The primary objective of the project was to demonstrate the process of generating, storing and utilising hydrogen gas, including demonstrating the use of a percentage of renewable energy. As part of the project, Toyota Australia engaged with Emerson to supply the control and safety systems.
The Toyota demonstration project shows that a combination of onsite solar PV with battery storage can provide the facility with reliable and continual power supply. The facility is also connected to the grid. The project demonstrates that hydrogen produced onsite can fuel hydrogen-powered vehicles and supply electricity to the Altona site through the use of a fuel cell. The project also involved the building of a Hydrogen Education Centre to promote hydrogen innovation and awareness.
The challenge for the Emerson project team was to connect a wide array of OEM systems, all using a variety of communications protocols. Engineering connections between the systems ran the risk of building a complex, cumbersome infrastructure that increased costs, while potentially delaying the project and impeding efficient maintenance across the lifecycle of the plant.
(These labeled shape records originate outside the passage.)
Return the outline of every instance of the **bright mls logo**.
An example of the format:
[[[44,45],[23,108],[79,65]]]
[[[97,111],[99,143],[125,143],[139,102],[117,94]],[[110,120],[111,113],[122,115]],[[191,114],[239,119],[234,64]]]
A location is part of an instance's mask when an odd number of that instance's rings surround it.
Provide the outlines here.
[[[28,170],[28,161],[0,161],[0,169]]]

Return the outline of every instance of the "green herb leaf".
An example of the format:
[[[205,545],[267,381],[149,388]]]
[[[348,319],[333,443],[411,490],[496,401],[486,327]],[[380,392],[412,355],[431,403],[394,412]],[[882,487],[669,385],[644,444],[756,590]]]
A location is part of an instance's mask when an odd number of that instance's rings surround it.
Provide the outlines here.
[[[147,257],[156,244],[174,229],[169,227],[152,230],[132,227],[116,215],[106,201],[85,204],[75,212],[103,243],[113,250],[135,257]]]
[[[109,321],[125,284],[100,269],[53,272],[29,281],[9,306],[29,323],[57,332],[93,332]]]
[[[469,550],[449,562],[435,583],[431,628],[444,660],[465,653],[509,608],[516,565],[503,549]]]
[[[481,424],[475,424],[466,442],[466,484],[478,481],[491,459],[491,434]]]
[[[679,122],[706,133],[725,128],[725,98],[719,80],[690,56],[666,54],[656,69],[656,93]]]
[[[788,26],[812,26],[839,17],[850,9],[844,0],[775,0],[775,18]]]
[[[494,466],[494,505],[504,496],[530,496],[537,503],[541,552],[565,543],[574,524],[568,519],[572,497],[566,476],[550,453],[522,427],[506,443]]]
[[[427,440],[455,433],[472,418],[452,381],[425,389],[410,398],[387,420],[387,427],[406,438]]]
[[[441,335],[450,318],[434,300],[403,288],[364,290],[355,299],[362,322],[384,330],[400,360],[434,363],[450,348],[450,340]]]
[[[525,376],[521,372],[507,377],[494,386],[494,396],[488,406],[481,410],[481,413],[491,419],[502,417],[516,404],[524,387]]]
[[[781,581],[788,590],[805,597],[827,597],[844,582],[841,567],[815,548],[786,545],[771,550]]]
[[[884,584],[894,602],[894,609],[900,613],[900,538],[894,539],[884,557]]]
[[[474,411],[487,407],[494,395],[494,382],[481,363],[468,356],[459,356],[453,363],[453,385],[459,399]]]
The Toyota project team collaborated with Emerson to create a process orchestration layer connecting a system consisting of power meters, an electrolyser, a fuel cell, a hydrogen refueller, a solar and battery inverter system and instrumentation to collect data for system monitoring and reporting. Much of the data collected will be shared with the Australian Renewable Energy Agency (ARENA) to contribute to a nationwide pool of information from ARENA projects. ARENA provided approximately 40% of the Toyota project’s funding.
Toyota used Emerson’s DeltaV Automation Platform to integrate the various OEM systems needed to run the hydrogen system effectively and efficiently. The project team selected the DeltaV Distributed Control System (DCS) and Safety Instrumented System (SIS) to manage operations such as differentiating between deep and normal cycle drawdown of the hydrogen storage vessel.
The DCS and SIS are natively integrated with Emerson’s DeltaV PK controller to eliminate complex configuration between the automation equipment, managing orchestration for the many skids and systems running across the plant. The Toyota team converted a wide variety of communication protocols from the many OEM systems to a common protocol — EtherNet/IP — and directly terminated them on the DeltaV PK controller to reduce communication complexity, lowering project costs and shortening the project schedule.
The Emerson team also saved significant time and effort in integration by deploying the DeltaV DCS and SIS with Emerson’s PACSystems RX3i CPL410 Edge Controller to gather data from the solar PV and battery system via a web-based API. WebAPI connections provide access to renewable energy data, system energy efficiency calculations and data from the site’s existing 500 kW solar array. Rosemount infrared flame detectors also help keep personnel and operations safe.
Toyota’s highly connected architecture readies the plant for future expansion, enabling the organisation to add future requirements such as remote operations and data analytics more easily, without the need for complex engineering.